Minot reviews cybersecurity measures

Florida incident heightens awareness for water plants

Jill Schramm/MDN Janet Parton, instrument technician at the Minot Water Treatment Plant, stands next to an instrument panel Monday that provides key technology control to the plant.

Staying on top of cybersecurity has been a focus at the Minot Water Treatment Plant for some time, but a recent hacking attempt on a Florida plant has heightened the awareness.

“It’s been something that’s been discussed in the industry for the last few years,” Jason Sorenson, City of Minot assistant public works director, said of cybersecurity. The city conducted a cybersecurity risk assessment last year at the water plant as part of an Environmental Protection Agency program under the American Water Infrastructure Act.

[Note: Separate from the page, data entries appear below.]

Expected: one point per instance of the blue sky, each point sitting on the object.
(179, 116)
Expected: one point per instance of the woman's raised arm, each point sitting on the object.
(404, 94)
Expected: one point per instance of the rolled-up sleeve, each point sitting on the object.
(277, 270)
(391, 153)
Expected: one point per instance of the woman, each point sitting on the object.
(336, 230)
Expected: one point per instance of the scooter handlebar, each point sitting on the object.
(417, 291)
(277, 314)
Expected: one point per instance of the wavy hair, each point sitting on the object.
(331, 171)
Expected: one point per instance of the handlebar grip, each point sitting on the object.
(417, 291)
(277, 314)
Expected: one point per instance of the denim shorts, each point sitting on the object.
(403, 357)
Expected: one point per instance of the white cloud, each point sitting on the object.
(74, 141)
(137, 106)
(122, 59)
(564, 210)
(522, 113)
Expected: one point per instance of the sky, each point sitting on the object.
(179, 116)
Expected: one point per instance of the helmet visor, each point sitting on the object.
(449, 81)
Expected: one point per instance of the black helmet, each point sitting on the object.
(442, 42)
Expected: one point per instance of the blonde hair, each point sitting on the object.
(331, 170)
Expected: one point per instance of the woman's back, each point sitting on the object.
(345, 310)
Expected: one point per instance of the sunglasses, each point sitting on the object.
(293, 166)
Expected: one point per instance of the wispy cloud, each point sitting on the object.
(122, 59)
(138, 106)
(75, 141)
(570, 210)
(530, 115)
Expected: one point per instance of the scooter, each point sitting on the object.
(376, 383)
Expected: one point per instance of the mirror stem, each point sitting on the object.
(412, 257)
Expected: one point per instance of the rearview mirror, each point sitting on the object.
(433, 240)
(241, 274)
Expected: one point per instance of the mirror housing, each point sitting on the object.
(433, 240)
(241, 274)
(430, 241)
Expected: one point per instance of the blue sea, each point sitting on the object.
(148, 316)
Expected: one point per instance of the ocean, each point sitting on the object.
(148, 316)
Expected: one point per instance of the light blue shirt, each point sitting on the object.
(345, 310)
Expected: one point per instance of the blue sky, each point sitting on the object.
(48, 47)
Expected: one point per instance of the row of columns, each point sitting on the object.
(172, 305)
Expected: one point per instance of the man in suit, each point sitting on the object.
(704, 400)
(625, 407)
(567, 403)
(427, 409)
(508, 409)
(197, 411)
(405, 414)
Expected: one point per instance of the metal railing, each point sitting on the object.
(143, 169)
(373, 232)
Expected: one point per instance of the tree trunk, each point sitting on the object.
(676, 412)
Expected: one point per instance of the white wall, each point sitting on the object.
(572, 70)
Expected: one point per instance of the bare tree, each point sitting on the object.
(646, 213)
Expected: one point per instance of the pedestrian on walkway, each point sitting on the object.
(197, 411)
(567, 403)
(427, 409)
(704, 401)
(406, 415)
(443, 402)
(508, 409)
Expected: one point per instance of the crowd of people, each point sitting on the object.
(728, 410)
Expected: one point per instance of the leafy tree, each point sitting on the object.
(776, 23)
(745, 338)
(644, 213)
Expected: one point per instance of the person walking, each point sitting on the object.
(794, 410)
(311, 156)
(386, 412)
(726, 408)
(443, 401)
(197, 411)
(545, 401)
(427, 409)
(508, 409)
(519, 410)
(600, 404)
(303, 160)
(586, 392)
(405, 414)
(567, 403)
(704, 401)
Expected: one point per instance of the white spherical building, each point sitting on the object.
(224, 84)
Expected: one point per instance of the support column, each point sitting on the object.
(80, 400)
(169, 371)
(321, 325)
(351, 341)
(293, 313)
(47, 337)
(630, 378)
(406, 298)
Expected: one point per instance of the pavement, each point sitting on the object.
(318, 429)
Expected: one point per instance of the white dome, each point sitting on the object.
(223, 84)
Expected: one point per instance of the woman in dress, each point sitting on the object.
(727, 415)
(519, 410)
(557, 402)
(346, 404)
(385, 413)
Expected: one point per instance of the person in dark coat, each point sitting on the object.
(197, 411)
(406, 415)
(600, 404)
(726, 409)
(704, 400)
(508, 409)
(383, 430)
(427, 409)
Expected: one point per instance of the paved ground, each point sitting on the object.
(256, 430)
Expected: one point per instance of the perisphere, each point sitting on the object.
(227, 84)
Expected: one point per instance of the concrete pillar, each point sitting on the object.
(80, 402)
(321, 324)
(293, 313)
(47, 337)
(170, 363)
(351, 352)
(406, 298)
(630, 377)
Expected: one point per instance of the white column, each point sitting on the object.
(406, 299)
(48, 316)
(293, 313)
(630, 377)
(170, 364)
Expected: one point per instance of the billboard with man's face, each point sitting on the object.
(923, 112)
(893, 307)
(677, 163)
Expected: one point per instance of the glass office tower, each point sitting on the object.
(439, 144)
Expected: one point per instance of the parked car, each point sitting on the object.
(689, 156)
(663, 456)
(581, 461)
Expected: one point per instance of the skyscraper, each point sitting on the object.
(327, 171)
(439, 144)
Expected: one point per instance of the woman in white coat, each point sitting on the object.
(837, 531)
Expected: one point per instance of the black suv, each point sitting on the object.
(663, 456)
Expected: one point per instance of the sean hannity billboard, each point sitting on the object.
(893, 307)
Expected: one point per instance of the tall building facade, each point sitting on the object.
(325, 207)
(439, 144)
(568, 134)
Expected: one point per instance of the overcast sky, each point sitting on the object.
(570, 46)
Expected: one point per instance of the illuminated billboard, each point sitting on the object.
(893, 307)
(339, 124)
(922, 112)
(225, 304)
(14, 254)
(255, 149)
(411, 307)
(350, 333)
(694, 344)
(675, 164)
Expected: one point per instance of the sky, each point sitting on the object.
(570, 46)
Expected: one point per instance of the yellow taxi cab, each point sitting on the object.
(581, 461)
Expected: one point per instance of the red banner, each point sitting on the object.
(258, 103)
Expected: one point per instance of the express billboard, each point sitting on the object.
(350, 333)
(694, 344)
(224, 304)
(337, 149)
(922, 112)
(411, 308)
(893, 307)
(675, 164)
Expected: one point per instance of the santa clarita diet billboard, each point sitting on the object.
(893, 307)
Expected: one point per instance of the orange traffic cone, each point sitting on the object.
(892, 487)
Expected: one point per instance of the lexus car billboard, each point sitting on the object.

“As a result of that, we are writing basically a cybersecurity risk management program,” Sorenson said.

Minot’s Water Treatment Plant maintains security by remaining largely offline and by use of a robust firewall, he said.

The water plant’s Supervisory Control and Data Acquisition, or SCADA system, has a single online portal that allows an outside systems consultant to make adjustments as necessary.

“That’s where our firewall comes into play,” Sorenson said. “It’s basically inaccessible unless they have all the information that our consultant has.”

In Oldsmar, Florida, a hacker’s botched attempt earlier this month to poison the water supply in the city of about 15,000 people raised alarms about how vulnerable the nation’s 151,000 public water systems might be to more sophisticated intruders. The foiled hacking incident involved use of a remote access program shared by plant workers. The hacker increased the amount of lye, which is used to lower acidity but in high concentrations can be caustic and can burn. It’s found in drain cleaning products, according to a report on the incident by the Associated Press. A plant worker noticed the change as it was being made and reversed it.

Minot’s water plant is staffed 24/7, but Sorenson noted that isn’t the case with some smaller communities, although not all might have online access to their plants’ systems.

Since the Florida attack, Minot’s personnel have participated in webinars through the American Waterworks Association that have briefed them on the Oldsmar incident and have provided the latest recommendations for keeping a water plant’s technology system safe.

“We are in the process of implementing everything they have said we should be doing,” Sorenson said. “We had a lot of the right stuff in place. It’s just a matter of updating some things.”